始業2分前。ギリギリでタイムカードを押す。間に合ったーと肩で息をしていたら、後ろから女の先輩が心配そうに私の顔をのぞきこんだ。
「どうしたの、しんどいの?」
廊下を歩いていたら、男の上司から
「あれ、今日はテンション低い感じ?」
んん? みんな、どうして変な質問をしてくるのだろうと思った。でも、答えはトイレの鏡を見たときにすぐに分かった。
あ、私、化粧してないや。
毛穴は開いているし、まゆげは薄いし、頬に血色はないし、唇も白い。
こんな顔だもんな、調子悪そうって言われて当たり前だよね。心からそんな風に思った。そしてこれからは、気をつけようって。
時は流れた。私は30歳になり、台湾企業に就職した。
初めて海外の会社で働く。しかもオウンドメディアの編集長というポジションで。英語と中国語を使い働かなくてはならない。オフィスに日本人は私だけだ。
気合が入る。最初の印象が大事。デキルやつだと思われたい。
今でも覚えている。
その日の私はいつもよりも1時間も早く起きて、念入りに化粧をした。丁寧に毛穴を隠し、眉毛を凛々しく書き、頬をピンクに染め、赤い口紅をキリッとひいた。
完璧...だ。
出社初日は、各部署を回る。エンジニア、マーケティング、人事、総務。私は濃い化粧をした顔に、満面の笑みを携え、あいさつをして回った。
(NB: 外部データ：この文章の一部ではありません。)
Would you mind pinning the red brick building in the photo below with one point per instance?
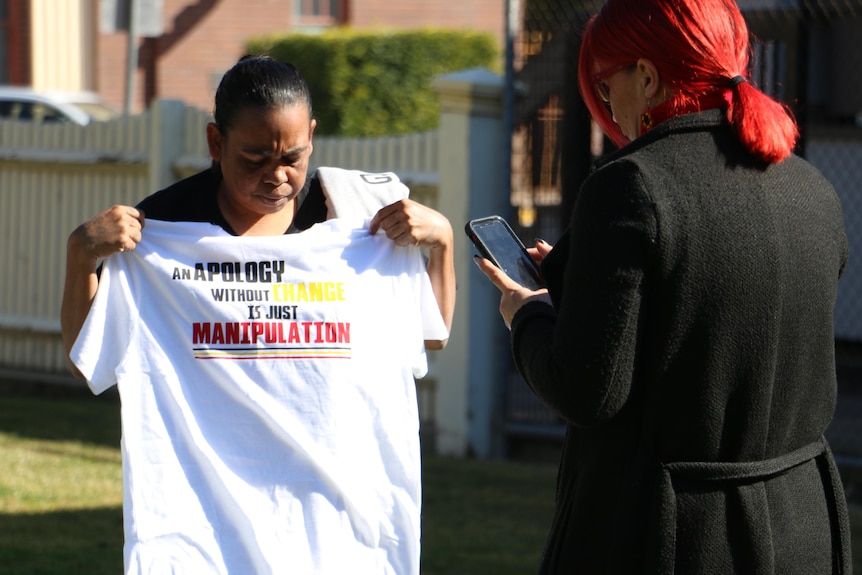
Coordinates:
(198, 39)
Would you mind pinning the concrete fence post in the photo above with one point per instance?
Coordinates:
(167, 141)
(472, 183)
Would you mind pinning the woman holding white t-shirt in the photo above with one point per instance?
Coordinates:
(260, 143)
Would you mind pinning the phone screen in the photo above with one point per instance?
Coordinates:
(496, 241)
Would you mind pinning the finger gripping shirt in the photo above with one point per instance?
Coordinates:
(268, 399)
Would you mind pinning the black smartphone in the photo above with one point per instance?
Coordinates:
(496, 241)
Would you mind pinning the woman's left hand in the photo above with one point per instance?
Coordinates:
(513, 295)
(409, 223)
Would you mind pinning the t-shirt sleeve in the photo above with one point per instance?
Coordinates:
(106, 334)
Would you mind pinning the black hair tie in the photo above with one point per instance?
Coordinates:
(736, 81)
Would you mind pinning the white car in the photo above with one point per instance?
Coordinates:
(20, 103)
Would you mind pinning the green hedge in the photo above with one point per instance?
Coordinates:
(372, 84)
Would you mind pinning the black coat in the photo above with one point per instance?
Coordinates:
(690, 350)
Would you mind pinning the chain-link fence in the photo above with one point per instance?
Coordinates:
(806, 53)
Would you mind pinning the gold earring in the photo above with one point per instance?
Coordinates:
(646, 120)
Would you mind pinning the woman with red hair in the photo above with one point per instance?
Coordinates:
(686, 333)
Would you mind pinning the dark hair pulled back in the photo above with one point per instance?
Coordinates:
(258, 81)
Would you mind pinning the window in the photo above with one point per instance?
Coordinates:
(320, 12)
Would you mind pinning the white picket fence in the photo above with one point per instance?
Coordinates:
(53, 177)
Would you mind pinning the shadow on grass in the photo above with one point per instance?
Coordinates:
(55, 413)
(88, 541)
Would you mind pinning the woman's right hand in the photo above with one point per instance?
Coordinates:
(114, 230)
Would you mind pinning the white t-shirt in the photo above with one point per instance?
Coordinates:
(269, 410)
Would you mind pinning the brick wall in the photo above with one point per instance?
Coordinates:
(203, 38)
(482, 15)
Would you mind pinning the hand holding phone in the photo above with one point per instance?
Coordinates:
(497, 242)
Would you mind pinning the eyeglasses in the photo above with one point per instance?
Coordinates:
(602, 88)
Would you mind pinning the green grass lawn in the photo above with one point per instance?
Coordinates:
(61, 498)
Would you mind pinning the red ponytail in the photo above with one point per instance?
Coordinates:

ひと通り挨拶を終え席に戻る。さぁ、仕事をバリバリとしていかなきゃと背筋を伸ばした瞬間、隣の席の同僚が私にたずねた。
「今日どこに行くんですか? パーティ?」
出社初日に、パーティに行くなんて。いやいや、ありえない。もうあいさつ回りをしただけでクタクタだ。今日はまっすぐに家に帰り、ベッドへダイブしたい。
「ううん、どこも行かない。まっすぐ家に帰るつもり。」
同僚はへーとちょっと不思議な顔をして、仕事に戻った。
台湾企業での仕事は順調に進んだ。同僚はみないい人だし、言語の問題もなんとかクリアできている。
ただ不思議なことに、私は毎日「今日はどこに行くの?」と聞かれ続けた。
ある日、私は台湾でも寝坊をし、すっぴんのままで始業ギリギリに会社に滑り込んだ。間に合ったーと肩で息をしていたけれど、私の顔を見て、何か言ってくる人は一人もいなかった。
あれ、日本と違う? 私毛穴が開いたままの肌で、血色も悪くて、眉毛もないし、唇は白いよ?
改めて周りを見回すと、その時初めて気がついた。オフィスに居る女性のほとんどがすっぴんだった。
日本のオフィスとあまりにも違う女性たちの顔。私はすっぴんで会社にきている女性社員たちに聞いて回った。
「化粧、しないの?」
彼女たちの答えは様々。面倒くさい、毎日ファンデを塗るのは肌に悪い、朝は寝ていたい、今日はオフィスにずっといるから。
平日は、化粧をしない彼女たち。
だけど週末に外で会うと、みんな驚くほどバッチリメイクをしてくる。面倒だ、寝ていたいと言っていた子も、毛穴ひとつない肌、まつげもクルンと上を向き、きれいなピンクの口紅をつけていた。「化粧」が嫌いなわけではなさそうだ。
「今日は遊びに行くから、かわいくありたい」
私が台湾で出会った女性たちは言う。
いつ化粧をして、いつしないか。それは私たちの自由なんじゃないの? そもそも朝化粧のために時間を使うより、運動や勉強をしたほうがいい。それに会社にずっといて、社外の人には誰にも会わないのに、なぜ化粧しなきゃいけないの?
今日、私は私の気分を上げたいから
今日、素敵なレストランに行くから
今日、新しい服を着るからそれに合わせて
彼女たちが化粧をするのは個人的な理由が全て。だって自分の顔でしょ。特別な理由がないなら、自分の顔に粉や液体を塗らなくても良いじゃない。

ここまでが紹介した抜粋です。